Brusquement, le 11 juin, une lettre de la «Tanagra». La voici:
«Je vous assure, ami, une avance de vingt-quatre heures sur tous vos confrères.
«Avant-hier, à Freiburg-en-Brisgau, où il était en villégiature dans sa famille, Josephel Sternaü, secrétaire à la chancellerie allemande, a été trouvé évanoui sur la route de Bâle.
«Ceux qui l’ont découvert ont cherché à pénétrer son identité. Ils ont, à cet effet, exploré le portefeuille qu’il avait en poche, et y ont trouvé des cartes de visite à son nom.
«Mais en même temps, ils purent lire la «note» suggestive que je vous transcris ici mot pour mot.

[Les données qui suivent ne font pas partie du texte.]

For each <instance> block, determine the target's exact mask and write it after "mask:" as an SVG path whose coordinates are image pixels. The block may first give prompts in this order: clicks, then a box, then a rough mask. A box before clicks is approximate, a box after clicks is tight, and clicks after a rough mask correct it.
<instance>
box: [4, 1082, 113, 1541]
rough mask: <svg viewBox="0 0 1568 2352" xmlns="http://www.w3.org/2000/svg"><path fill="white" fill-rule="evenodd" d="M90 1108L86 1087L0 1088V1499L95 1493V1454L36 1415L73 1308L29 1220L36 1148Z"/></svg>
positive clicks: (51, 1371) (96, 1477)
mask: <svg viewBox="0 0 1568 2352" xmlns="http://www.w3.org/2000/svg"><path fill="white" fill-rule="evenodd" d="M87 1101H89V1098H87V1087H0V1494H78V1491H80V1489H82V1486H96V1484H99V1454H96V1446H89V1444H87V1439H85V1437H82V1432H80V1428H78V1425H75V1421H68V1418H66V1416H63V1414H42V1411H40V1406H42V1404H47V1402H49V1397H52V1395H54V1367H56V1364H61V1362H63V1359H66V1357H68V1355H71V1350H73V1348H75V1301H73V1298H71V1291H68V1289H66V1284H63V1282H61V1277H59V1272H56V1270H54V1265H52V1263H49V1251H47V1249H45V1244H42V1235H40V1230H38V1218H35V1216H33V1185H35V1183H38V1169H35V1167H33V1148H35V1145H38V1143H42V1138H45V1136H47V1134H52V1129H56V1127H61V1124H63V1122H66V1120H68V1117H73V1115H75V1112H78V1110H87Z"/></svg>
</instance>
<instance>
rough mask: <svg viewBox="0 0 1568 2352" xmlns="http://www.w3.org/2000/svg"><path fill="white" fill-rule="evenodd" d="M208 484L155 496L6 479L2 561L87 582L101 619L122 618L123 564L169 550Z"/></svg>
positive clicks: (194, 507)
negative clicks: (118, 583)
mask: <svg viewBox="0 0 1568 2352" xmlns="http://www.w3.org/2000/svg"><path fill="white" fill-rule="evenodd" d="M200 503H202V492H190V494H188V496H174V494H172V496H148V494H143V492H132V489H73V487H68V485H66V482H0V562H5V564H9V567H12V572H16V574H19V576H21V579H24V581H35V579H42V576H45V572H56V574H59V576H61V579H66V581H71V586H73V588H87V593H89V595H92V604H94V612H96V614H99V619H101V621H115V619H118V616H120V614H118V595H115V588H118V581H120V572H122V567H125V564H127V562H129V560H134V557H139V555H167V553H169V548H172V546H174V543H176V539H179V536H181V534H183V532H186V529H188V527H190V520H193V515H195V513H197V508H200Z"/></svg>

«RÉCAPITULATION (Canon du sommeil)
«16 Janvier. – Achilleo Revollini – Trieste – scarlatine bénigne – expérience satisfaisante – coefficient 14.
«12 Février. – Les délégués de la Douma – Moscou – Typhus morbus – expérience médiocre – coefficient 11.
«Reconnu porosité négative – modifié proportions alliage – cela doit aller mieux maintenant.
«3 Mars. – Nourrice La Haye – peste bubonique – princesse sauve pour fait de hasard non imputable à canon – expérience parfaite – coefficient 18.
«27 Mars. – Romero – Barcelone – variole – parfait – chiffré: 19.
«6 Avril. – Socialistes français – Saint-Germain, – typhoïde – parfait – 19.
«15 Avril. – Trade-Unions – Londres – typhoïde – parfait – 19.
«21 Avril. – Rebel – Berlin – toujours typhoïde, car il s’agit de ne pas forcer l’attention sur la maladie – la typhoïde vient des fontaines, n’est-ce pas? – la marche est parfaite – si le maximum n’impliquait pas prétention, je donnerais le coefficient 20.
«3 Mai. – Gustave Ledon – Paris – typhoïde – très bien.
«17 mai. – Georki – Varsovie – typhoïde – 20.
«Observation. – On est sûr de déchaîner la peste ou le choléra à volonté. Remarquer l’avantage de l’éclat de rire final. Il a hypnotisé l’opinion, et l’on ne fait plus attention aux épidémies subséquentes.
«Josephel Sternaü, revenu à lui, a manifesté un prodigieux étonnement, quand on lui a présenté la dite note.
«Il a affirmé, sous la foi du serment, que jamais il ne l’avait eue sous les yeux; que jamais il ne l’avait enfermée dans son portefeuille.
«Et comme on l’interrogeait sur la cause de son évanouissement, il déclara n’y rien comprendre. Il était sorti le matin, pour se livrer à la promenade en attendant l’heure du repas. Tout à coup, il avait senti comme un léger choc au visage; un choc, non, moins que cela, un frôlement et puis il ne se souvenait de rien autre…
«Ceci fera bien dans le Times de demain. Après-demain, tous les grands quotidiens d’Europe publieront la même note.
«Et ainsi les peuples sauront la volonté unique qui a présidé aux crimes passés, qui se prépare à déchaîner de formidables fléaux.
«Tout cela, sans que nous paraissions nous, ce que X. 323 a voulu.
«Une campagne terrible est commencée. Nous vous appellerons, ami. Tenez votre valise prête. Si je succombe, je crois que vous penserez parfois sans amertume à votre dévouée
«TANAGRA».
Quand je présentai au «patron», soigneusement recopiée, la partie de la missive destinée à être rendue publique par le Times, je crois bien que dans son enthousiasme, il me donna l’accolade. Il l’accompagna du reste de ces paroles extraordinairement flatteuses de sa part, car il est sobre de compliments.
– Mon cher Max Trelam, vous êtes décidément un reporter comme je les comprends.
Je n’en tirai aucune vanité, car vraiment, l’intérêt inexpliqué que me marquait miss Tanagra, me transformait en reporter fainéant ou reporter dans un fauteuil.